Re: Stand Up to "Stand Your Ground"
Quote:
Originally Posted by
trish
Bob asks:
Ah yes, slippery slope anxiety. I’m all for standing your ground if it really is your ground; i.e. someone breaks into your house you may be stupid not to remove yourself, but you have a right (given by our Creator?) to defend your home. But the relevant question isn’t what I think. The relevant questions are: “Is the slope really slipper?” and “Which direction does it slope?” Thanks to boiler plate laws written by organizations like ALEC we’ve gone from the caste doctrine to SYG. We’ve gone from right to carry, to the right to carry in secret. Gun enthusiats have the right to semi-automatics weapons. How many want automatic weapons? Let’s see the hands.
It’s labor day weekend here in the good ol’ U.S. and I’ll be travelling to visit family. See you on Tuesday.

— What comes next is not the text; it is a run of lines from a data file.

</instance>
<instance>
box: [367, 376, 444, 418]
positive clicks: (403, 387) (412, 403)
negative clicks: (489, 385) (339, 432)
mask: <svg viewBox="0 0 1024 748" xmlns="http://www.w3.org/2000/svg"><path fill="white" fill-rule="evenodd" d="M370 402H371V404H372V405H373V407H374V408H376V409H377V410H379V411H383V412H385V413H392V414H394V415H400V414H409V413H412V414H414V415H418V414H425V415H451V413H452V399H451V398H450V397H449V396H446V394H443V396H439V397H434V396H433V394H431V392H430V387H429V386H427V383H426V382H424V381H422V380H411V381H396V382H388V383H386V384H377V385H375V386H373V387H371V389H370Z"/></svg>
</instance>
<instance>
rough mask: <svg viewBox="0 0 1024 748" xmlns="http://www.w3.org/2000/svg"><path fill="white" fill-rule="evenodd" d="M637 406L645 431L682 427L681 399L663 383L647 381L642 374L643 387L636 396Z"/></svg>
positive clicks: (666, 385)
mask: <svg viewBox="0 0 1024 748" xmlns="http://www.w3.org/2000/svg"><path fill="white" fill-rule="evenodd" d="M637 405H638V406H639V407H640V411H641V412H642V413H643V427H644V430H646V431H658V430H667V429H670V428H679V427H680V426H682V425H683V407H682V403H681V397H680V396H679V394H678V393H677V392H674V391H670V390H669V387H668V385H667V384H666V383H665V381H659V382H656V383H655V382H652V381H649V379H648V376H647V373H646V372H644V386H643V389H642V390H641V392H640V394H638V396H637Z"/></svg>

I don't know what the deep background to SYG law in Florida is, but the argument that a person always has a right of self-defence is morally and legally flawed. It seems to mean that when a person is being threatened, say, by a thief on the street, or by a burglar in the home, violence -which is what SYG seems to imply- is justified. But the assumption that a violation of personal space must lead to a violent act is not always proven; and proportionality should also be weighed in the balance of judgement.
I was burgled a few years ago, and the person responsible returned the next day to collect items which had not been taken because they were disturbed by noises in another part of the building. I was at home when she tried to gain entry, but had she done so and we had confronted each other, it is only theoretically true that I could, for the sake of argument, have whacked her over the head with a blunt object. In fact, the person concerned was known to the police and had no record of violence, in which case I would not have been justified in causing harm and would have had to make people believe I believed I was under threat from someone who had never acted in that way before. She would have had the legal right to sue me for assault, and I would probably have been found guilty even though it was my home that was burgled. Self-defence is not a legal right to act in a violent manner at any time a person feels threatened, because the threat may not actually exist; most burglars can be talked out of a situation.
As for Zimmerman, as I have said before, along with others, if he had not alighted from his vehicle, the confrontation with Martin would not have unfolded as it did; the assumptions that are made about what actually happened are just assumptions, Zimmerman never took the stand to tell the truth under oath.
Enjoy the Labour Day break, wherever you go; and go gently.